From time to time, I find it helpful to look back at grain prices to compare the current levels to what has happened at some earlier time. That is especially the case in markets such as exist now. It seems as if the markets are defying logic with some of the moves seen recently. Thinking back to a meeting I attended in December, It seemed as if all players in the grain markets were bearish in their outlook for future prices.

By the end of January however, the attitude changed completely. Prices for soybeans, corn and wheat began a rally that took prices higher than anyone could have imagined at the end of 2013. That optimistic outlook has diminished considerably in the last month. The long term price charts that I use in my analysis warn that the high for prices in all three grains have very good odds of coming in the April through June period. While that is a big window of opportunity, the most likely period for the highs is mid- April through mid- May.

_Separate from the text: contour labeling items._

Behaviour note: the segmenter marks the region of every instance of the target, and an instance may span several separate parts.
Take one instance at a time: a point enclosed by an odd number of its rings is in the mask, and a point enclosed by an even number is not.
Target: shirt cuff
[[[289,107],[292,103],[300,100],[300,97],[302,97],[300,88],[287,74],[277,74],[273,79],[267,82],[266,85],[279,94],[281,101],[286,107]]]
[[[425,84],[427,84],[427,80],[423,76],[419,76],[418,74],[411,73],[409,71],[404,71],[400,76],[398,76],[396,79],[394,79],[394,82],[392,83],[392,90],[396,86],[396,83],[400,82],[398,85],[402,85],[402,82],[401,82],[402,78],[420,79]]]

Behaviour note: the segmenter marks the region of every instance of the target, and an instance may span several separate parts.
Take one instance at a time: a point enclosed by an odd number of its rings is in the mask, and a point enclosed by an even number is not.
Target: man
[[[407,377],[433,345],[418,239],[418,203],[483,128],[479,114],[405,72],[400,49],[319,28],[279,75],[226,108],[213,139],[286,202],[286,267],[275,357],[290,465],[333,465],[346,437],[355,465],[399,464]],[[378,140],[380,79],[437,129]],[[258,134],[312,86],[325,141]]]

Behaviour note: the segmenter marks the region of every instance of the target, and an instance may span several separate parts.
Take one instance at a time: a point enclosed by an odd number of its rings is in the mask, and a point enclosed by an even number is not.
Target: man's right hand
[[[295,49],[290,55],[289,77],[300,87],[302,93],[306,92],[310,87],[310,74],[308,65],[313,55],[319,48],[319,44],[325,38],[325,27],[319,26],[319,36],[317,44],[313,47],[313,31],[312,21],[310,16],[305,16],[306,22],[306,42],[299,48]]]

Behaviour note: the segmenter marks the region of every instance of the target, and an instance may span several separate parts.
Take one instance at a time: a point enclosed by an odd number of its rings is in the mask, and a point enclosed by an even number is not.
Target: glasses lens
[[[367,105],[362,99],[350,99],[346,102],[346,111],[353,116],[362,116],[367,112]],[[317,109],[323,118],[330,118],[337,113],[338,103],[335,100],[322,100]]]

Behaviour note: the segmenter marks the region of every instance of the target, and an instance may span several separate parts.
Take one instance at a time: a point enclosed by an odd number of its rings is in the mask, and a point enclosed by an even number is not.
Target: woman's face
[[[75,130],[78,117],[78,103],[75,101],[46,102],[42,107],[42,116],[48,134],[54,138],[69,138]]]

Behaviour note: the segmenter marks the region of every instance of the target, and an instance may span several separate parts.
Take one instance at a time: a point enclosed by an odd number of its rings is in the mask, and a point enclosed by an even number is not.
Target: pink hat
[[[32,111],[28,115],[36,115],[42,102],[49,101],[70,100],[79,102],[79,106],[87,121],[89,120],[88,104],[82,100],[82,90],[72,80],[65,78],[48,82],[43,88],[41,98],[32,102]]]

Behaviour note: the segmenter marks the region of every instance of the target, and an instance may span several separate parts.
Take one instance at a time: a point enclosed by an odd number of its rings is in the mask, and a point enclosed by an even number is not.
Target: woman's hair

Odds are so good for prices during that time frame that my general recommendation is to make sales of cash grain sometime in April or the first week of May. Going back to the end of January, the cash bid for corn here in Cass County was $4.06. The soybean price was $12.35. BY April 30 the corn price had improved to $4.80. The price of soybeans had rallied all the way to $14.75. By May 1 it appeared that corn would soon be over $5 and soybeans would be over $15.00. Beans may have touched $15 for a short time during a trading session. However, by the end of May soybeans were lower and corn was considerably lower than in the middle of the month.

The big question to be answered is how to handle the lower prices now being offered. One possible approach is to sell everything at today’s price and be happy that prices are still considerably higher than they were in January. The thought of selling the 2013 corn crop for less than $4.00 certainly is enough to make farmers rethink their cash flow for the rest of the year. A second approach is to wait to make sales in the hope that prices will rebound. This is an easy solution because it simply says “Do nothing”. However, the potential for a price disaster is great if you are wrong and prices never rebound.  It brings to mind the possibility of “agricultural acupuncture”. That means getting stuck with last year’s crop! The fact that in many years the long term charts show a peak in prices sometime in the middle of June is an encouraging factor today.  However, the timing and duration of that rally is very difficult to predict.

An approach I favor and am implementing on my farm is to sell in increments. I started the sales on March 5 at $4.42. That was followed by sales later at $4.70 and $4.36. I still have one increment left to sell on a weather rally if one materializes. It is easy to look at this strategy and say that I did not get a very good average. However, I had at least one sale very close to the yearly high. I had no sales at the dreaded price below $4.00. If I could do it over again I would sell more at the $4.70 price and hold smaller increments going into June. Hind sight is always perfect. However no one is perfect when it comes to hitting the highest price of the year.